RLHF Derivation

5 minute read

Published:

Personal derivation of some important RLHF theorems.

Policy Gradient

We aim to maximize the expected return

\[J\left(\pi_\theta\right)=\underset{\tau \sim \pi_\theta}{\mathrm{E}}[R(\tau)].\]

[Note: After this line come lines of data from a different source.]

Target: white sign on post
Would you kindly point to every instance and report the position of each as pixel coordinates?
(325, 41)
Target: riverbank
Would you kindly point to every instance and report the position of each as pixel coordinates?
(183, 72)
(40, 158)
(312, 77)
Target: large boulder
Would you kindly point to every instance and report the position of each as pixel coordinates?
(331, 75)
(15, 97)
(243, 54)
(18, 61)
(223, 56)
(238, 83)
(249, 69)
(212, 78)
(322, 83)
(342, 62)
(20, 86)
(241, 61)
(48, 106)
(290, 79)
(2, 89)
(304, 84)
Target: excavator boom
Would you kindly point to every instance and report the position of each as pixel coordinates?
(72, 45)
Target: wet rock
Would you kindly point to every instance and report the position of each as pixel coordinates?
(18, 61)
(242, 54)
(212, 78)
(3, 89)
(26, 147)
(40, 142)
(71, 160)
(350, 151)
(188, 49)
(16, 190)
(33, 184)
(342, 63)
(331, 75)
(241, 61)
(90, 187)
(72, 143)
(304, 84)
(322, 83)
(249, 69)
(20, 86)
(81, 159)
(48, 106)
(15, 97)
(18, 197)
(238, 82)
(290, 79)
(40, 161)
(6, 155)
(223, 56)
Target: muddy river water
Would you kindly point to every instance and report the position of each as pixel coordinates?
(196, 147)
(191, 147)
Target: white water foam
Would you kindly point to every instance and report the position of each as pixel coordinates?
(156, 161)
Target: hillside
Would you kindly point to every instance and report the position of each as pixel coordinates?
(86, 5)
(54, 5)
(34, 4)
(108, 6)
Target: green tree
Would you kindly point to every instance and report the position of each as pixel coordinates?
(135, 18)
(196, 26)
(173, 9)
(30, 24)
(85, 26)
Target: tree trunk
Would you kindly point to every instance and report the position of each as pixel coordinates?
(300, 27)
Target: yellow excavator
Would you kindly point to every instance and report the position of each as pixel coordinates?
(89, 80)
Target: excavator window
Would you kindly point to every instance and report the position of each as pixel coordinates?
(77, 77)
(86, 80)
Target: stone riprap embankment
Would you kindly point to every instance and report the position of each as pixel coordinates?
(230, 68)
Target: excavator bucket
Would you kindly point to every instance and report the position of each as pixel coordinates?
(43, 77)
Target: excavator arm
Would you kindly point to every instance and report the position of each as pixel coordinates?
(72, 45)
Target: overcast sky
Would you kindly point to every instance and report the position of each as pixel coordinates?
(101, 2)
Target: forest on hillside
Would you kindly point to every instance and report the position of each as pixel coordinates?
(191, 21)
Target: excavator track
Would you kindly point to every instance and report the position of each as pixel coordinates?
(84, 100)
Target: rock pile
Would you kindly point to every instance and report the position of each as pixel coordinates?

I prefer to use the expression in integral form

\[J\left(\pi_ \theta\right)=\int_{\tau}P_\theta \left( \tau \right) R\left( \tau \right),\] \[\begin{align*} \nabla_\theta J\left(\pi_\theta \right) &=\nabla_\theta \int_{\tau}P_\theta\left(\tau \right)R\left(\tau \right) \\ &=\int_{\tau}\nabla_\theta P_\theta\left(\tau \right)R\left(\tau \right) \\ &=\int_{\tau}P_\theta\left(\tau \right)\nabla_\theta \log{P_\theta\left(\tau \right)} R\left(\tau \right). \end{align*}\]

The dynamic sampling in DAPO actually alters the sampling distribution.

Reward-to-Go

\(\begin{align*} \nabla_\theta J\left(\pi_\theta \right) &=\int_{\tau}P_\theta\left(\tau \right)\nabla_\theta \log{\prod_{t=0}^{T} \pi_\theta\left(a_t\mid s_t\right) } R\left(\tau \right) \\ &=\int_{\tau}P_\theta\left(\tau \right)\nabla_\theta \sum_{t=0}^{T} \log{\pi_\theta\left(a_t\mid s_t\right) } R\left(\tau \right) \\ &=\int_{\tau}P_\theta\left(\tau \right)\nabla_\theta \sum_{t=0}^{T} \log{\pi_\theta\left(a_t\mid s_t\right) } \sum_{t^\prime=0}^{T} R\left(s_{t^\prime}, a_{t^\prime}, s_{t^\prime + 1}\right) \\ &=\int_{\tau}P_\theta\left(\tau \right)\sum_{t=0}^{T}\nabla_\theta\log{\pi_\theta\left(a_t\mid s_t\right) } \sum_{t^\prime=0}^{T} R\left(s_{t^\prime}, a_{t^\prime}, s_{t^\prime + 1}\right) \\ &=\boxed{ \int_{\tau}P_\theta\left(\tau \right)\sum_{t=0}^{T}\nabla_\theta \log{\pi_\theta\left(a_t\mid s_t\right) } \sum_{t^\prime=0}^{t-1} R\left(s_{t^\prime}, a_{t^\prime}, s_{t^\prime + 1}\right)} + \int_{\tau}P_\theta\left(\tau \right)\sum_{t=0}^{T}\nabla_\theta \log{\pi_\theta\left(a_t\mid s_t\right) } \sum_{t^\prime=t}^{T} R\left(s_{t^\prime}, a_{t^\prime}, s_{t^\prime + 1}\right) \end{align*}\)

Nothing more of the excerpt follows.